While revealing his sketches for a proposed series of paintings based on crushed cans, Gu Xiong said that common objects look dead, and are only made to come to life when they are “Killed.” A neat irony, one that can take off in many directions.

Discarded cans of pop, cafeteria trays, dirty kitchen utensils (his present reality where he works as a busboy at the U.B.C. cafeteria) were manufactured to serve a purpose. But once used (and the Coke cans often crushed by the students for reasons unknown to Gu Xiong) they must be seen in a different light. Like knives and forks, the symbols have changed, and can continue to reverberate for years to come. John Chamberlain’s crushed automobile bumpers aimed to express a principle of abstract and pop art sculpture. Gu Xiong takes his discards in another direction, towards a compelling obsession of a different kind.

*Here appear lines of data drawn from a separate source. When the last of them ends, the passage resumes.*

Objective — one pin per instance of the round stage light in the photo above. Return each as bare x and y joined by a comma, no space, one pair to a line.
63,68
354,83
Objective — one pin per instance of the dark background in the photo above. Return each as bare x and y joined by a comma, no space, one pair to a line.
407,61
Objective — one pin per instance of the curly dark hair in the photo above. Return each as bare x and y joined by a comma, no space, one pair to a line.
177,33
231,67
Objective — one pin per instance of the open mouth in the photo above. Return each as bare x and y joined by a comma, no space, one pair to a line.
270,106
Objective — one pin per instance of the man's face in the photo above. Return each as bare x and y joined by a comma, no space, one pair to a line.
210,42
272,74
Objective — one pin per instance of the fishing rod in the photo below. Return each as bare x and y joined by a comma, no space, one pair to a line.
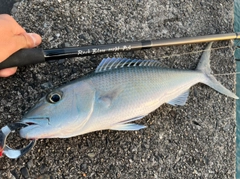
38,55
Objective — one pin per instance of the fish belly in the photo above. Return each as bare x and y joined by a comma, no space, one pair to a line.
137,93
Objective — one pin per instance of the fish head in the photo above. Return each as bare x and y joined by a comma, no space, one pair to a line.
59,114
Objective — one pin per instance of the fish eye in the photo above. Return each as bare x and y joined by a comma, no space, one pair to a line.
54,97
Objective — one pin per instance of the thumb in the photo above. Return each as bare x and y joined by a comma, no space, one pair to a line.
27,40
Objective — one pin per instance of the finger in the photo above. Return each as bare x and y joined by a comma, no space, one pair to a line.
8,72
27,40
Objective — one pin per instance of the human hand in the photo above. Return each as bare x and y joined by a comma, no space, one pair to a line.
13,38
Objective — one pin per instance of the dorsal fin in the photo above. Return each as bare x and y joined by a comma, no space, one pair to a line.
113,63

Gu Xiong set out to make a group of painting for his current one-man show at the Diane Farris Gallery (artists often insist they have only an aesthetic purpose in mind); but such thoughts must have been lying just below the surface.

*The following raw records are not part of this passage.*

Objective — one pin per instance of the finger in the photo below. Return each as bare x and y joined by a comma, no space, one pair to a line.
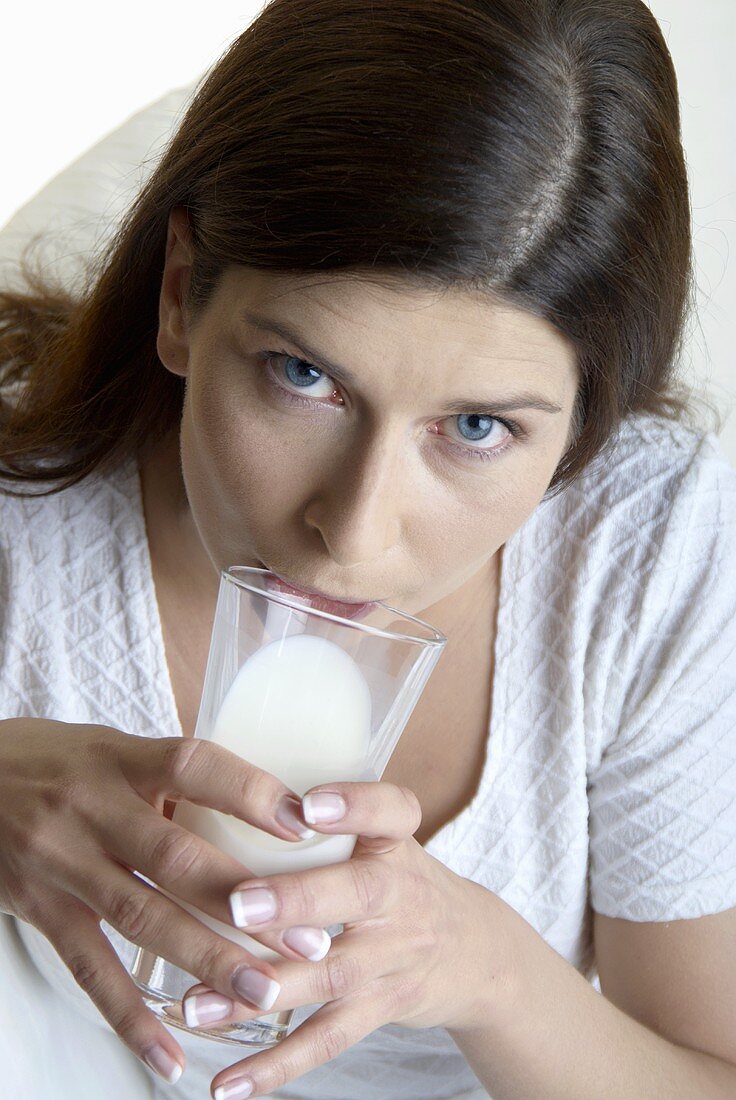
185,865
147,917
74,932
338,893
372,810
139,837
320,1038
352,964
208,774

Although he may not often speak of it, he must also feel occasionally crushed by the burden of enduring as an artist while trying to survive economically, socially and linguistically in a country remote from Cultural China, where he was born. Even on the simplest levels which we born on this content, take for granted, such as how to dial 911 in an emergency, how to look up something in the yellow pages, and the nuances of behavior in order not to offend others, Gu Xiong and others like him may find themselves at least perplexed, even sometimes in danger.

We cannot observe these paintings without thinking of the iconic portraits and series work by Andy Warhol. But because Warhol’s art seems neutral, there is a certain emotional flatness about them. Gu Xiong’s crushed cans are varied, and take on the same diverse character that we see in people, even, in fact, the personality in the crusher. Thus they become individual portraits, each different from the other. This lends them much vitality and interest, enabling us to contrast them with each other, but also to witness their total impact at this exhibition.

His technique in paint has emerged out of his earlier concentration on drawing and woodcuts. This helps to explain the directness, the clarity, the linearity of these images, as well as their string contrast of light and dark. But, as with Lao-Tse, these frontal, “realistic” portraits may be “succinct to the point of obscurity.”

Gu Xiong is a classic example of an artist straddling two cultures, both of which provide substance and pain, and which find their way into his work in an amalgamation of early Chinese influences and Western expansion and daring. Together, they provide a richness of experience and an electrical charge that neither culture alone might have been able to inspire in him.


A leading art critic in Canada, Alvin Balkind has served as the director of the Banff Centre Fine Arts Department and as chief curator for the Vancouver Art Gallery.